Lui mi racconta dell'entusiasmo e delle aspettative verso questo cambiamento politico ma anche della fatica a cambiare quando è debole l'assunzione di responsabilità da parte dei cittadini e ancora la politica non comprende appieno il significato del voto dei meranesi, cercando responsabilità specifiche (lo scarso appeal del candidato della SVP, ad esempio) invece che coglierne il segnale generale. Vale per il partito di raccolta che deve ripensarsi senza il paternalismo rassicurante dei padri fondatori, vale per gli altri partiti della coalizione più attenti a conservare la propria rendita di posizione (nazionale o locale che sia) che a valorizzarne gli elementi di sperimentazione. Non nasconde nemmeno la difficoltà di chi per la prima volta si cimenta su un terreno inesplorato, ma il fatto stesso di parlarne denota un'onestà intellettuale che di questi tempi è merce rara.

Da parte mia – sono qui anche per questo – racconto del percorso che abbiamo avviato in Trentino con “territoriali#europei”, dei tempi distesi che abbiamo deciso di darci nella consapevolezza che dalla crisi della politica non si esca con un colpo di teatro ma attraverso un paziente lavoro di ricostruzione delle coordinate di fondo, culturali prima ancora che politiche, che la fine di un tempo richiede. Sempre che l'ambizione non sia quella di cavalcare il tempo presente ma di comprenderlo e di interagire con esso, fuori da logiche emergenziali o di mero consenso.

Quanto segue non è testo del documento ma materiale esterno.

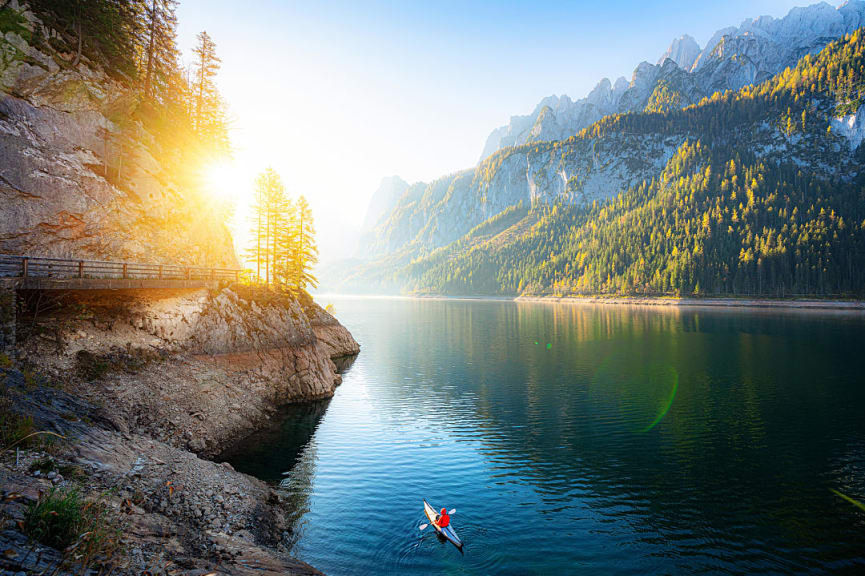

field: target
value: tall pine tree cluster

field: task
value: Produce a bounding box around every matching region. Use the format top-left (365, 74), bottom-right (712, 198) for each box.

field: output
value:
top-left (247, 168), bottom-right (318, 290)
top-left (29, 0), bottom-right (230, 169)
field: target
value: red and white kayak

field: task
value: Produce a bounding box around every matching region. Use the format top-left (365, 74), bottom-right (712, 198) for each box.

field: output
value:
top-left (423, 500), bottom-right (463, 548)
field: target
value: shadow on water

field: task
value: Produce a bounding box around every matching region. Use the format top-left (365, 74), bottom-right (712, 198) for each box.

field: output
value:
top-left (220, 398), bottom-right (330, 484)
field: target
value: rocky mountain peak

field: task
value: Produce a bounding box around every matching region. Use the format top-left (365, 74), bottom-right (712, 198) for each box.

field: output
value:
top-left (472, 0), bottom-right (865, 160)
top-left (658, 34), bottom-right (700, 70)
top-left (362, 175), bottom-right (408, 231)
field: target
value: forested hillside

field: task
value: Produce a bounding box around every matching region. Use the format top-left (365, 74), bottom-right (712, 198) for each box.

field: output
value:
top-left (344, 30), bottom-right (865, 296)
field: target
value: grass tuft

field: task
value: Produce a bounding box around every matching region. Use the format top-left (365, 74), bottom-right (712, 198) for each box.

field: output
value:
top-left (24, 488), bottom-right (122, 568)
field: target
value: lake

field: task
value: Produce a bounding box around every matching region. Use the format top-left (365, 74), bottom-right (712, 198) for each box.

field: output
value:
top-left (226, 297), bottom-right (865, 576)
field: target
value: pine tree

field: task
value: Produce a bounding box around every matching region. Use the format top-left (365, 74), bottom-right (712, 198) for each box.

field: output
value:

Parliamo anche dello stato dell'arte nell'azione di governo delle nostre due comunità provinciali e della partita sul Terzo Statuto che ci accomuna anche se le strade per arrivarci sembrano percorrere itinerari diversi. E pensare che durante la scorsa legislatura era partita proprio dal Trentino la proposta di legge regionale (vedi home page) per definire le modalità di un processo partecipato (la Convenzione). Ora qui in Sud Tirolo/Alto Adige quella stessa proposta è già in fase di avvio, quando invece in Trentino è ancora tutto in alto mare. O nel cassetto di qualche segreta stanza, considerato che la stessa fine del DDL regionale sembra aver fatto l'elaborato del gruppo di lavoro incaricato dall'allora Giunta Dellai di stendere un progetto per una nuova stagione della nostra autonomia. Sempre che non si pensi che il terzo statuto possa ridursi alla peraltro improbabile difesa dell'esistente di fronte al vento neocentralista che attraversa il paese (ne parla oggi il prof. Roberto Toniatti nel suo editoriale sul Corriere del Trentino).

Consideriamo quanto siano lontane, malgrado la vicinanza, le nostre comunità autonome trentina e sudtirolese. Un po' per la diffidenza che ancora permane verso una Regione vissuta in Sud Tirolo come imbroglio trentino, un po' per la fatica ad uscire dalla rassicurante rappresentazione etnica, un po' ancora per il processo di omologazione che – dopo anni di anomalia – segna la politica trentina.

E dunque la necessità di ridurre le distanze, magari trovando nei prossimi mesi occasioni di dialogo e di ricerca comune. A cominciare proprio dal Terzo Statuto e da quello sguardo europeo e sovranazionale che potrebbe aiutarci anche nell'immaginare una nuova fase della nostra autonomia.